Imagine firefighters rush into a flooded neighborhood swallowed by relentless floodwaters during a devastating storm. Every street is a river, every home a potential trap. As they race to save lives, an unseen danger lurks beneath the murky depths. Electric currents pulsing from a hidden battery or ground mounted solar power system bring electricity flowing through the floodwater. An almost unimaginable hazard turns a rescue mission into a heart-pounding battle against both nature and unseen man-made forces.

Electricity traveling through the water almost never winds up actually happening. Why? Because this scenario is exactly the type of thing fire department review authorities worry about when processing their review. Oftentimes a solar project may need various permits from several authorities.

Some of the biggest safety requirements are imposed on large ground-mounted photovoltaic (PV) systems or batteries and energy storage systems in flood-prone areas known as "floodplains." When solar panels generate electricity, they produce current that can energize nearby water if the system is flooded. This does create a dangerous situation for anyone wading through the water, especially emergency responders trying to save lives.

Emergency responders in a rescue boat navigating a flooded street at night

The risk isn't just theoretical.. Flooded electrical systems can:

  • Cause short circuiting: Water can cause short circuits, leading to uncontrolled discharge and thermal runaway.
  • Cause dangerous chemical reactions: Lithium can react aggressively with water. This produces lithium hydroxide and hydrogen gas and hydrogen mixed with air is explosive. Additionally, battery electrolytes breakdown and release toxic and flammable gases like hydrogen fluoride (HF).
  • Expose environmental hazards: These harmful chemical reactions can contaminate water sources and pose risks to ecosystems. Storm damages can allow harmful chemicals, including lithium salts and heavy metals into floodwaters. This is especially concerning for environmentally sensitive areas.

Additional Concerns:

  • Delayed fires: Fires can occur not only immediately but also days or weeks after water exposure due to ongoing chemical and thermal reactions within the battery.
  • Saltwater and Coastal Development: Saltwater is particularly dangerous because of greater electrical conductivity. This accelerates short circuiting and corrosion. This then increases the likelihood of various dangers listed above. Coastal Development Permits and the planning authority behind them are particularly concerned with this risk. It is important to know if your home or project is located in Hawaii, California, Massachusetts, etc.

How do we keep people safe? Permitting is that last line of defense where the people require a standard.

To address this, permitting and utility NEC guidelines are electrical codes that require large PV and energy storage systems to be built in certain ways. Sure, engineers and system designers are supposed to know what they are doing. But a permit certifies that an inspection process has occurred on behalf of the people, and by a similar professional employed by the people, ensuring these codes are adhered to.

In floodplains we have several added safety requirements. You may even need various subcontractors like surveyors to verify the final position of a battery or PV system in order to clear a final permit or PTO (permission to operate).

Jurisdictions also require UL listed products be used. The Underwriters Laboratory is primarily concerned with testing consumer products.

NEC compliant rapid shutdown systems are a must. These systems automatically shut down the energized electrical components when flood conditions are detected or when other emergencies occur. This means that as soon as flooding happens, the system quickly de-energizes.

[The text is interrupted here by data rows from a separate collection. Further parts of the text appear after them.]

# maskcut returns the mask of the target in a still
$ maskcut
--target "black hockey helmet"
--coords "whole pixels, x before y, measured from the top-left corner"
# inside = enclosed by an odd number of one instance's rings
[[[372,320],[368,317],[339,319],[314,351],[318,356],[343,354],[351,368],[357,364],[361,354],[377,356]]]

Split Arrays is a tactic used in utility scale projects where arrays are split with individual shutdown systems.

When construction companies follow proper protocol regarding compliance it prevents the risk of electricity flowing through water and other hazards and, moreover, reduces the risk to firefighters and disaster survivors.

Aerial view of a ground-mounted solar farm submerged by floodwater

Additional safety measures include:

  • In residential solar, be sure your solar installer is installing electrical components like batteries, inverters, and junction boxes above expected flood levels to avoid water contact.
  • Using ground fault detection and interruption devices to detect electrical leakage and shut down the system if faults occur.
  • Conducting additional flood risk surveys before or after contacting a contractor to install ground-mounted PV systems to ensure the site is suitable.
  • Ensure that after a flood event, a qualified technician inspects the PV system before it is turned back on, to check for damage and prevent hazards. This goes beyond safety, protecting the value of your system.

If water could be charged by something nearby always assume that it is and take necessary precaution.